London Choral Sinfonia
Michael Waldron conductor

Orchid Classics ORC100362

It would be hard to overstate the pleasure that this revelatory disc has afforded, and unfamiliarity with the works in question should hinder no-one from obtaining a copy with alacrity. The sound is gloriously immediate, the presentation attractive, and the booklet packed with commentaries and texts. 

The earliest works are two brief but highly accomplished part-songs to words by Ernest Dowson, written at the age of seventeen during Arnold’s time at the RCM. They display a notably Delian influence, although the first text, Spleen, is better known now in John Ireland’s solo setting.

The Organ Concerto, designed for Denis Vaughan and the new instrument at the Royal Festival Hall, is here played with aplomb on the magnificent 1963 Walker instrument at St John the Evangelist, Islington. Arnold’s scoring adds three trumpets (including two high Bach instruments) to the timpani and strings employed in Poulenc’s concerto.

There is a further nod to this composer in the sentimental second movement, while the finale features a neo-Baroque fugue decorated by the strings. The lyrical but more sombre double concerto for two violins is modelled on Bach’s, and was commissioned by Menuhin for himself and his pupil, Albert Lysy. 

Four psalm-settings comprise a Stravinskian Laudate Dominum commissioned for St Matthew’s, Northampton (the Symphony of Psalms hovers over this score); two unaccompanied pieces, originally for boys’ voices; and a more overt celebration, to paraphrased words of Psalm 148, by John Clare.

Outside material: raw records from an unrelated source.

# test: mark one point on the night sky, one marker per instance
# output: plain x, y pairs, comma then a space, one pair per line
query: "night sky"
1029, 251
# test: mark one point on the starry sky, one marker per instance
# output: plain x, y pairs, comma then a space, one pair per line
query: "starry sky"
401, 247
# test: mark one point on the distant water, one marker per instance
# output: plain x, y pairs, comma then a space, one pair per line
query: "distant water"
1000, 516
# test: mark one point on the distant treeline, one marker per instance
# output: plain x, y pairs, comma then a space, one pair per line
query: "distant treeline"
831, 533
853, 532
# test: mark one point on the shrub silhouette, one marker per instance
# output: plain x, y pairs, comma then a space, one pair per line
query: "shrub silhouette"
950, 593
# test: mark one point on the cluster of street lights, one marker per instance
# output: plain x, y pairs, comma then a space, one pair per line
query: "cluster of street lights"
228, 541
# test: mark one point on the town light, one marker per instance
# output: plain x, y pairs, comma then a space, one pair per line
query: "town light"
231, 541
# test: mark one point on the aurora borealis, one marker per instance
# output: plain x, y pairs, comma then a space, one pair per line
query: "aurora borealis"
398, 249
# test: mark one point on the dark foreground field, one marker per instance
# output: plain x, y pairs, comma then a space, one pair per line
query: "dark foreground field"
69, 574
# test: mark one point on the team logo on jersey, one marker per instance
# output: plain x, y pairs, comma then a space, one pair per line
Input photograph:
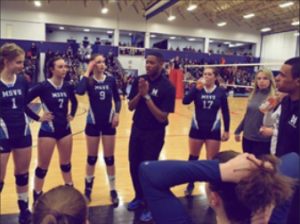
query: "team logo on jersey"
154, 92
293, 121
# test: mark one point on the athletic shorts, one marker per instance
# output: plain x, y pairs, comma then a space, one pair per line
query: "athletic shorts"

The charming John Clare cantata, for SATB and piano duet, is not actually the world première recording claimed for it, since the work was issued by Stewart Orr in 2006 on a Clare-themed CD (SOSS 384), with soloists rather than choir. However, this is undoubtedly the first widely available commercial issue, and the finest account committed to disc.  

Towards the end of the disc, we have a miniature hymn-anthem, This Christmas Night, just waiting for King’s, Cambridge to find it; and then another modestly titled Christmas hymn, The Pilgrim Caravan, from Arnold’s nativity masque, Song of Simeon. Rather evocative of Malcolm Williamson, with fine words by the underrated Christopher Hassall, this is an absolute knockout. 

Where has such a tremendously thrilling piece been hiding? With its sturdy, fanfare-laden accompaniment (here with Zimbelstern too, and why not?) and soaring descants over a tune as stirring as Howells’ Michael, or Naylor’s Coe Fen, it should be in the repertoire of every great school choir, and every choral foundation.

The organ also reinforces the most familiar and exhilarating work on the disc, the Sousa-esque march of The Padstow Lifeboat. In this riotous arrangement for the same forces as Arnold’s organ concerto, the out-of-tune foghorn on the lifeboat station blasts its uproarious obbligato with unfettered gusto amid the foam and flying spray, like a tanked-up Ivor the Engine sabotaging the village choir. 

Absolutely marvellous. Is volume 2 on the way?